Breaking everything down into tiny, tiny, little pieces like this, and working on them slowly, in a way that is compassionate and generous toward yourself, is I think a way to both accept where you're currently at, but also fight back against the anxiety and depression. Hope you enjoy the rest of your weekend 🙂

Petal22
Community Champion
Community Champion

Hi Leroymiss1,

Wellcome to our forums.

Im so sorry you are feeling this way I understand it’s hard and debilitating.

I have a lived experience of severe anxiety OCD this condition was horrific to go through but thanks to the professional help I received I’ve now recovered.

One thing I learned about anxiety was don’t do the things your anxiety is telling you to do….. if you do this you will reinforce it.

Stand up to your anxiety you are so much stronger than it.

I remember when I was in the grips of OCD I felt as though I had to keep pushing through mirages due to the thoughts my anxiety was generating.

Im sorry you are finding cooking as one of the things that brings in your anxiety……..

Anxiety can create many intrusive thoughts that you may then obsess over because they feel foreign.

I think it’s great you are going to see a psychiatrist and have started your antidepressant…….. these can take up to 6 weeks to work.

Please don’t allow your anxiety to run your life, stand up to it….. defy it 💪

I found meditation helpful for anxiety and mindfulness.

You will get there, your health professionals can teach you many strategies so you can learn to manage your anxiety.

Please ask me anything

Sophia16
Community Champion
Community Champion

Hi,

Welcome to the Beyond Blue forums and thank you for being so open here.
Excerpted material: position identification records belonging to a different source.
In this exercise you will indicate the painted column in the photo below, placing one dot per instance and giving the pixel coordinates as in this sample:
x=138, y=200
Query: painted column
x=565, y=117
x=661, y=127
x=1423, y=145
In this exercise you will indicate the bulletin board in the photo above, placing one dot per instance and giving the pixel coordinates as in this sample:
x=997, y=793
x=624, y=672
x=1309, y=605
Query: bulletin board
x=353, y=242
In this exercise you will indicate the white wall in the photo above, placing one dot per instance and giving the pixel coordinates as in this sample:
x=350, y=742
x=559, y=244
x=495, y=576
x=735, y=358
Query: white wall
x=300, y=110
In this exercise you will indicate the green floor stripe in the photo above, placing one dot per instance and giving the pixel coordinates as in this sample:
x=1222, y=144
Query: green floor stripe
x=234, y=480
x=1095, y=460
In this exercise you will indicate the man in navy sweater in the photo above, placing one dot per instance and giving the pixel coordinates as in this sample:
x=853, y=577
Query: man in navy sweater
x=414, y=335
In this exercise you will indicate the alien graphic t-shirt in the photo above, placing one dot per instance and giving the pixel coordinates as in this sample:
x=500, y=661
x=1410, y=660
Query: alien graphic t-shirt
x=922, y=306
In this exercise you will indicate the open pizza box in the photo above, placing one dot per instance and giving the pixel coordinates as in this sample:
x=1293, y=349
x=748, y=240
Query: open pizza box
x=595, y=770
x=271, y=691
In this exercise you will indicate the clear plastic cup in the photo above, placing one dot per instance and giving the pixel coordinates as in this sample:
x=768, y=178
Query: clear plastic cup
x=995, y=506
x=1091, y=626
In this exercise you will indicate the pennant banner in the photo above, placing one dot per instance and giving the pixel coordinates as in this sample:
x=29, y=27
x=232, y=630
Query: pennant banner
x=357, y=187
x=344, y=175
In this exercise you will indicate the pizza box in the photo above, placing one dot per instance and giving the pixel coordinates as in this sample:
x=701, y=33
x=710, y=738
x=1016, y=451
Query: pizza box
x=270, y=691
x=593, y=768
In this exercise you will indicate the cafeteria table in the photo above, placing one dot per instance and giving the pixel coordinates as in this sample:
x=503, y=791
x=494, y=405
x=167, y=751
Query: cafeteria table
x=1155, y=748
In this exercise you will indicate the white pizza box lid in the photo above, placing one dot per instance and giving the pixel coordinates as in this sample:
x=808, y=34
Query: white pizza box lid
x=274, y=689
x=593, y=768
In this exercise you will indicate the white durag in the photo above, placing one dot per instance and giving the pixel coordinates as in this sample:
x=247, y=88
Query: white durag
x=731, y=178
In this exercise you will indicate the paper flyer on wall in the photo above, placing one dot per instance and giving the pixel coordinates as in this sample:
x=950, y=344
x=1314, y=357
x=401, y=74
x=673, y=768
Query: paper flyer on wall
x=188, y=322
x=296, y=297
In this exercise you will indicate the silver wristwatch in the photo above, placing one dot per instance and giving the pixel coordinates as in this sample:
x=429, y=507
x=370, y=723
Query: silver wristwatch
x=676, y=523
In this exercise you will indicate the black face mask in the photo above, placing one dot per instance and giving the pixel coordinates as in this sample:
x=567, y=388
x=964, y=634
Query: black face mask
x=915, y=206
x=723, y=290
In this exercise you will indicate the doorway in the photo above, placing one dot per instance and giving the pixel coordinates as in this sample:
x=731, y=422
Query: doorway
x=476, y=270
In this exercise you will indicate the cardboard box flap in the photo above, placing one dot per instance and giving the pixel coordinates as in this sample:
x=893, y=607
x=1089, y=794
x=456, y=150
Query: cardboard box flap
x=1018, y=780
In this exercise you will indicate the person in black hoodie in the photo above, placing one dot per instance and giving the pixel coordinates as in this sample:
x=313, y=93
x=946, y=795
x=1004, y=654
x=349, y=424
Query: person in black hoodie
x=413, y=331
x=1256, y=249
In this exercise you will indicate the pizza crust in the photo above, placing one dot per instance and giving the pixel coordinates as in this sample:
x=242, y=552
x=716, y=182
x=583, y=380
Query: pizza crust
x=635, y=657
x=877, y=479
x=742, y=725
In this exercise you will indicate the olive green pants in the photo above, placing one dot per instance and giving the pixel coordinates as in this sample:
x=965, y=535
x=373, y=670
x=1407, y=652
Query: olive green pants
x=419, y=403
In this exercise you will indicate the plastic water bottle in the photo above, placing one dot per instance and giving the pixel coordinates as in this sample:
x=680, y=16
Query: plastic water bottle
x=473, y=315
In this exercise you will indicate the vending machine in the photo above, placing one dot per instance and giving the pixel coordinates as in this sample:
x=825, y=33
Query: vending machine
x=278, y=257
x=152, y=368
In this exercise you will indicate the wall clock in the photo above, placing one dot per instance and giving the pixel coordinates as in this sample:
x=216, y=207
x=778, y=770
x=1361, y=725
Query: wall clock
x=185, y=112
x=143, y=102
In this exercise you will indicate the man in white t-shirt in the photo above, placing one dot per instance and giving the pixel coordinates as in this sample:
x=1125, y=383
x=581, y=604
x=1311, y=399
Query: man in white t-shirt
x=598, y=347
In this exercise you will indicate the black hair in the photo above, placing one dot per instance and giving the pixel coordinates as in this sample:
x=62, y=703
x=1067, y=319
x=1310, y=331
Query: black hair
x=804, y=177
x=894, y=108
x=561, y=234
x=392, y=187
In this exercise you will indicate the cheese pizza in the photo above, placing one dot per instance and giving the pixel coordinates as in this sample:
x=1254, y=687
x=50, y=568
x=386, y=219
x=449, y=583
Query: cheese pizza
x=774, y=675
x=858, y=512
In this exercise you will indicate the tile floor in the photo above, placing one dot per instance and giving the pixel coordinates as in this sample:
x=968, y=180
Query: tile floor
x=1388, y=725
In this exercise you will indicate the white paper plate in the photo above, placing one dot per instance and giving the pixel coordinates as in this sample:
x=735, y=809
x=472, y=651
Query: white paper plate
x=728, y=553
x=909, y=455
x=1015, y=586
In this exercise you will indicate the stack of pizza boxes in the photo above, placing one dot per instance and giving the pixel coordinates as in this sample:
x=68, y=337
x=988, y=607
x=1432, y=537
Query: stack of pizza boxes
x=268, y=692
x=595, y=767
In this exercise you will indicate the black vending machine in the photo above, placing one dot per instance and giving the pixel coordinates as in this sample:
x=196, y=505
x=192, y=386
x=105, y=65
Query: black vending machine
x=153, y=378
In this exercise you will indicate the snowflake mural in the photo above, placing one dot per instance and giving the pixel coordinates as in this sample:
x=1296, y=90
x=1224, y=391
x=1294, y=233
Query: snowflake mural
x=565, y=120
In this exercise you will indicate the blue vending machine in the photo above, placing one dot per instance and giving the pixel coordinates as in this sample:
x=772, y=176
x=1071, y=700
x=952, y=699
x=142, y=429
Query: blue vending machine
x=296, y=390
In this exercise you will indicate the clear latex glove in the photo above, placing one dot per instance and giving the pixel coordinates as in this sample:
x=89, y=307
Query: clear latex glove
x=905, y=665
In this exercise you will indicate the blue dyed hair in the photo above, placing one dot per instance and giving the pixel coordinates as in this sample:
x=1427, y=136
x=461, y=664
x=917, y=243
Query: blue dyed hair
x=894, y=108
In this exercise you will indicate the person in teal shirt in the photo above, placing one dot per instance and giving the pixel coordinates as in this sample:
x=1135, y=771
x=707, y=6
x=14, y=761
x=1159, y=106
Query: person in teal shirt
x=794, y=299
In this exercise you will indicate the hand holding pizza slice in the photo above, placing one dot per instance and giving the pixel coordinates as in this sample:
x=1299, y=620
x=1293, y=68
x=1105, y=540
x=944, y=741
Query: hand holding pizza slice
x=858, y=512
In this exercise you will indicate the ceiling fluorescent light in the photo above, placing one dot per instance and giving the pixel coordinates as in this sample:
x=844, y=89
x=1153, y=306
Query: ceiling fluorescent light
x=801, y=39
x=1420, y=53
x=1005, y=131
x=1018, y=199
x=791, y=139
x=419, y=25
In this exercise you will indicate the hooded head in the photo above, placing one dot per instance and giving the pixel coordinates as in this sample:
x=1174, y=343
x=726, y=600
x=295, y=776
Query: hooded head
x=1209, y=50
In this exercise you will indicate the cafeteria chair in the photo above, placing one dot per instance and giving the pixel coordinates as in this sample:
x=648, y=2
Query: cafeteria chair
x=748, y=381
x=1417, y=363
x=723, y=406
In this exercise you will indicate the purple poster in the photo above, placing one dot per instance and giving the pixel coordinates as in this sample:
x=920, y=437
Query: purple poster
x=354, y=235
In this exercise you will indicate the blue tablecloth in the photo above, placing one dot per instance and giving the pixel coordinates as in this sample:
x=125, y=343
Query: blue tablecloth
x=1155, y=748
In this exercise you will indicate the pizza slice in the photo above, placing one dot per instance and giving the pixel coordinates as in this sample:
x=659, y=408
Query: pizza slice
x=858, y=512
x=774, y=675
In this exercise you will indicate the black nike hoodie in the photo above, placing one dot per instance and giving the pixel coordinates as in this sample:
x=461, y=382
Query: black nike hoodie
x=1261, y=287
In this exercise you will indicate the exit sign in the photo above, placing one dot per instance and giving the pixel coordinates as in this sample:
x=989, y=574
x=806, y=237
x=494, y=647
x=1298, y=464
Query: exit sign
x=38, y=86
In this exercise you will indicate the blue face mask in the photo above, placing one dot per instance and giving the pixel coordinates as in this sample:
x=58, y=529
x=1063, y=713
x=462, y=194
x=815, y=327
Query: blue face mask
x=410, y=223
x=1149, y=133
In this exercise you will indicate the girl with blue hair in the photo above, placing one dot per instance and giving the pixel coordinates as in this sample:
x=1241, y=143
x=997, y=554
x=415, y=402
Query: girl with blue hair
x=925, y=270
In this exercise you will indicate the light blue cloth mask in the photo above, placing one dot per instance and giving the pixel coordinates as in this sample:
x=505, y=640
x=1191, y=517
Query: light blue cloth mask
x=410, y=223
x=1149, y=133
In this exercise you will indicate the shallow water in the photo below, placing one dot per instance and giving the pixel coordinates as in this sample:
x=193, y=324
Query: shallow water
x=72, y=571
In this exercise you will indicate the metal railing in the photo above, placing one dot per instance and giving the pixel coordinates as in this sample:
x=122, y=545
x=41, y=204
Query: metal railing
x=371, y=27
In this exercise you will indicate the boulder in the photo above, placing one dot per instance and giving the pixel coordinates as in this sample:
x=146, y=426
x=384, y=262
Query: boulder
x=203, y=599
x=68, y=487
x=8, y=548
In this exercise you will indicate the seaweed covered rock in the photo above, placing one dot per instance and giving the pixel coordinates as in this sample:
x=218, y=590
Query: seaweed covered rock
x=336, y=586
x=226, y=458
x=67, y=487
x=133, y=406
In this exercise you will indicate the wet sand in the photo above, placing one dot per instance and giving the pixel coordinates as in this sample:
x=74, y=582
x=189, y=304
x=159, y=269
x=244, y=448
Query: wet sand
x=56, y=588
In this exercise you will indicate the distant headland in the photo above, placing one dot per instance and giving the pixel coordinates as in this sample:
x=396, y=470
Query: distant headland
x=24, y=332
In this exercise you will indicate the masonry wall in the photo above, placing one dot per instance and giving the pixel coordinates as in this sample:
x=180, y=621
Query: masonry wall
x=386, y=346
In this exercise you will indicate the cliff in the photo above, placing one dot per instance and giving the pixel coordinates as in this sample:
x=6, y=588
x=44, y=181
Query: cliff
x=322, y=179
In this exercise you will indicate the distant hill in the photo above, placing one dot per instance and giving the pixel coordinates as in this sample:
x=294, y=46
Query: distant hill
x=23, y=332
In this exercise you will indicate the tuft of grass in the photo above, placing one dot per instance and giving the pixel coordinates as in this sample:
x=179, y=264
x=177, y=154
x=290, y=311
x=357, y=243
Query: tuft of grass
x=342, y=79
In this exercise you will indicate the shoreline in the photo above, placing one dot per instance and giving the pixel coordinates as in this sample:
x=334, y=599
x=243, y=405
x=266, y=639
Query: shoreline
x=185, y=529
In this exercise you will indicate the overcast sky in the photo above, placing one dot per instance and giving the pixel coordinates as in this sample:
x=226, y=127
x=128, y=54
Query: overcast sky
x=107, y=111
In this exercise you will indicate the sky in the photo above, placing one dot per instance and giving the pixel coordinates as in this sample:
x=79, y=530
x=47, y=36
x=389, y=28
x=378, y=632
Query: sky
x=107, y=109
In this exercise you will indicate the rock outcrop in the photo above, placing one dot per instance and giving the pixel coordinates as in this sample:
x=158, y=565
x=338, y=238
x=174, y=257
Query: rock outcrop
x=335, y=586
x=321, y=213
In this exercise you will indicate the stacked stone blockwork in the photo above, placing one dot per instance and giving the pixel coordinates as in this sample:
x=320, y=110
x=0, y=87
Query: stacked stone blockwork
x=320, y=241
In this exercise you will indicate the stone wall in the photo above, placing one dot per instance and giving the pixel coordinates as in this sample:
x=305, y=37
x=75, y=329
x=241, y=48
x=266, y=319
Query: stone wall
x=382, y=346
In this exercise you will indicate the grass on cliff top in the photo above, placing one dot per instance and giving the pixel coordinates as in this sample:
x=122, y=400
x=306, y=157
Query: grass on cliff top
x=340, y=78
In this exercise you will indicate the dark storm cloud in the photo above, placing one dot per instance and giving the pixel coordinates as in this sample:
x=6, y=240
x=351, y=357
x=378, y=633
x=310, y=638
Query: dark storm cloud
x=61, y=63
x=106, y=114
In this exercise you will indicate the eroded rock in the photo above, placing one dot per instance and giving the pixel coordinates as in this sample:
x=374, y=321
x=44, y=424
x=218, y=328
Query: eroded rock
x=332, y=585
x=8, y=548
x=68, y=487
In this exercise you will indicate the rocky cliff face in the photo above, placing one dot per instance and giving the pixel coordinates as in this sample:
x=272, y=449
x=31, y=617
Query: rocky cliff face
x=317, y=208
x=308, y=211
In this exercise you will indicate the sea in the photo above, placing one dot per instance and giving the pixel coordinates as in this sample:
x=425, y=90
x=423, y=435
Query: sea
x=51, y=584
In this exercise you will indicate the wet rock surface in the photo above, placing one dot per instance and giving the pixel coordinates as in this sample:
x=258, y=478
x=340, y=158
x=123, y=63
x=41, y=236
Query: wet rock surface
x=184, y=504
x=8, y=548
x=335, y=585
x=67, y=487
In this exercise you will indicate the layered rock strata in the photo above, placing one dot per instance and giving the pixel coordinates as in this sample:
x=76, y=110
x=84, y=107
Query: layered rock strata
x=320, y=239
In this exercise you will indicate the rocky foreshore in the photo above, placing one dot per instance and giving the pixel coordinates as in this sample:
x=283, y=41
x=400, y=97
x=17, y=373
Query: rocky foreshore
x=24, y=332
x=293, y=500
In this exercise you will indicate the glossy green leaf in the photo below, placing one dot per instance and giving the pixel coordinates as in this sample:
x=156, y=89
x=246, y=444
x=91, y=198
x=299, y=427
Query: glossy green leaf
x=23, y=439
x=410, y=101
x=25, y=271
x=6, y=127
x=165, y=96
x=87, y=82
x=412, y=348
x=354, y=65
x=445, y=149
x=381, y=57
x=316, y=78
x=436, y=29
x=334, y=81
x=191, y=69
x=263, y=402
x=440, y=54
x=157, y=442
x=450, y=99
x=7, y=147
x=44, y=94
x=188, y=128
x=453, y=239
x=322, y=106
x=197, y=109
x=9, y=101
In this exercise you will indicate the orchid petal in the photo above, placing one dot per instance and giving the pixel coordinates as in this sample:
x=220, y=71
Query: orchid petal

It sounds like you are going through a really tough time right now. We are all here to support you. Anxiety can be such an annoying thing to deal with, it can stop you from doing things you used to be doing.

You seeing your psychiatrist next week sounds like a great plan. Please keep us updated.

Stay safe and i am always here to chat.

Banksy92
Community Champion
Community Champion

Hi Leroymiss1

 

Anxiety attacks can be crippling, I am sorry you're facing so much challenge right now. Do you have any self-soothing techniques you have learned with your psychiatrist?

For me when I suffer a strong anxiety attack I need to ground myself with a few different tools. For example, if I am really distressed I stop what I am doing and pick up my journal to vent everything I am feeling, I do a deep breathing exercise (5-10 minutes) and if possible I get out for a short walk or distract myself by reading a book or watching something on tv that's familiar and comforting. Have you tried anything like this before?

jaz28
Community Champion
Community Champion

Hi there,

 

I am sorry you are going through anxiety. I know how tough it is, and the positive to coming here is that you will find you are not alone - we are here to help!

 

You mentioned seeing a psychiatrist, this a great step! Seeing a psychologist and practicing CBT really helped me to get a hold of my anxiety, and I am sure you will find the psychiatrist to be helpful (hopefully), but it does take time - it takes work and things do not happen overnight, be patient with yourself. You are on the road to brighter days by seeking help, so keep your head up. This too shall pass. I know it must be very difficult right now, but all I can say is it will get better in time.